Figure 1. — A, Accelerometer use during the 1-year study period. Each bar represents the number of participants with valid Fitbit data (≥128 average daily steps per day, ≥3 days per week) during the 1-year study. B, Individual participant-level data by month, depicting periods of use and disuse of the wrist-worn accelerometer for 12 months. Each dot represents valid accelerometer data collected for 1 individual participant for that month.

Change in Average Daily Step Count and EDSS Score

A decline in average daily step count occurred during the study period even when the EDSS score remained stable. Clinic-based measures did not change significantly from baseline to 1 year for many participants in this cohort of patients whose MS was well managed (Table). However, participants who experienced a clinically meaningful increase in disability during the study showed a decreased average daily step count (n = 21; β = −22.35; P < .001). Individuals with a decrease in EDSS score (corresponding to an improvement in function) did not have a statistically significant increase in average daily step count (n = 15; β = 5.74; P = .14). Individuals with no change in EDSS score during the year (stable disability) demonstrated a stable average daily step count over the year (n = 43; β = −1.15; P = .65) (Figure 2A). For participants with stable EDSS scores at study follow-up and who had a higher baseline average daily step count than participants in need of an assistive device to walk (EDSS score >5.5), there was a reduction in average daily step count (EDSS score, 0.0-1.5 [n = 7]; β = −20.75; P = .02; EDSS score, 2.0-3.5 [n = 12], β = −4.47; P = .41) and a small increase in average daily step count in 1 subgroup (EDSS score, 4.0-5.5 [n = 10]; β = 13.12; P = .004). For participants with EDSS scores of 6.0 and 6.5, there was a significant worsening in average daily step count during the study (EDSS score, 6.0 [n = 7]; β = −13.62; P < .001; EDSS score, 6.5 [n = 7]; β = −10.83; P < .001) (Figure 2B).
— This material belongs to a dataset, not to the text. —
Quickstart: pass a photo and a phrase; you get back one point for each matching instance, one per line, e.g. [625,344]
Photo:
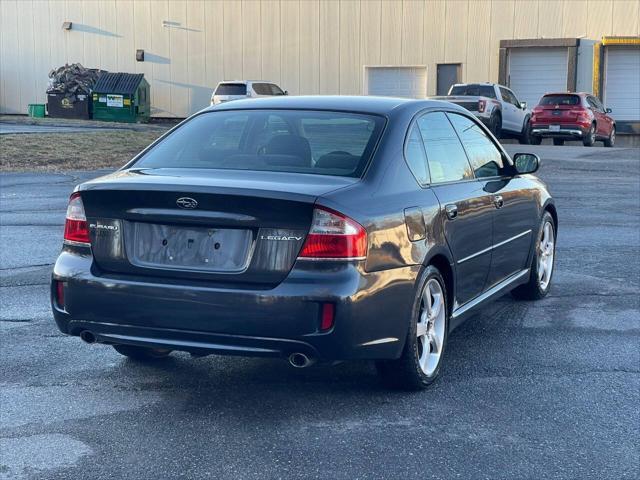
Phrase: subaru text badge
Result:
[187,202]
Results were unchanged when considering individual Functional System Scores. A total of 51 of 90 patients (57%) demonstrated a difference in average daily step count of 800 steps from baseline (first 4 weeks) to 1 year (last 4 weeks): 33 of these 51 patients (65%) demonstrated a difference in average daily step count of more than 800 steps from baseline, and 18 of 51 patients (35%) demonstrated a difference in average daily step count of less than 800 steps from baseline.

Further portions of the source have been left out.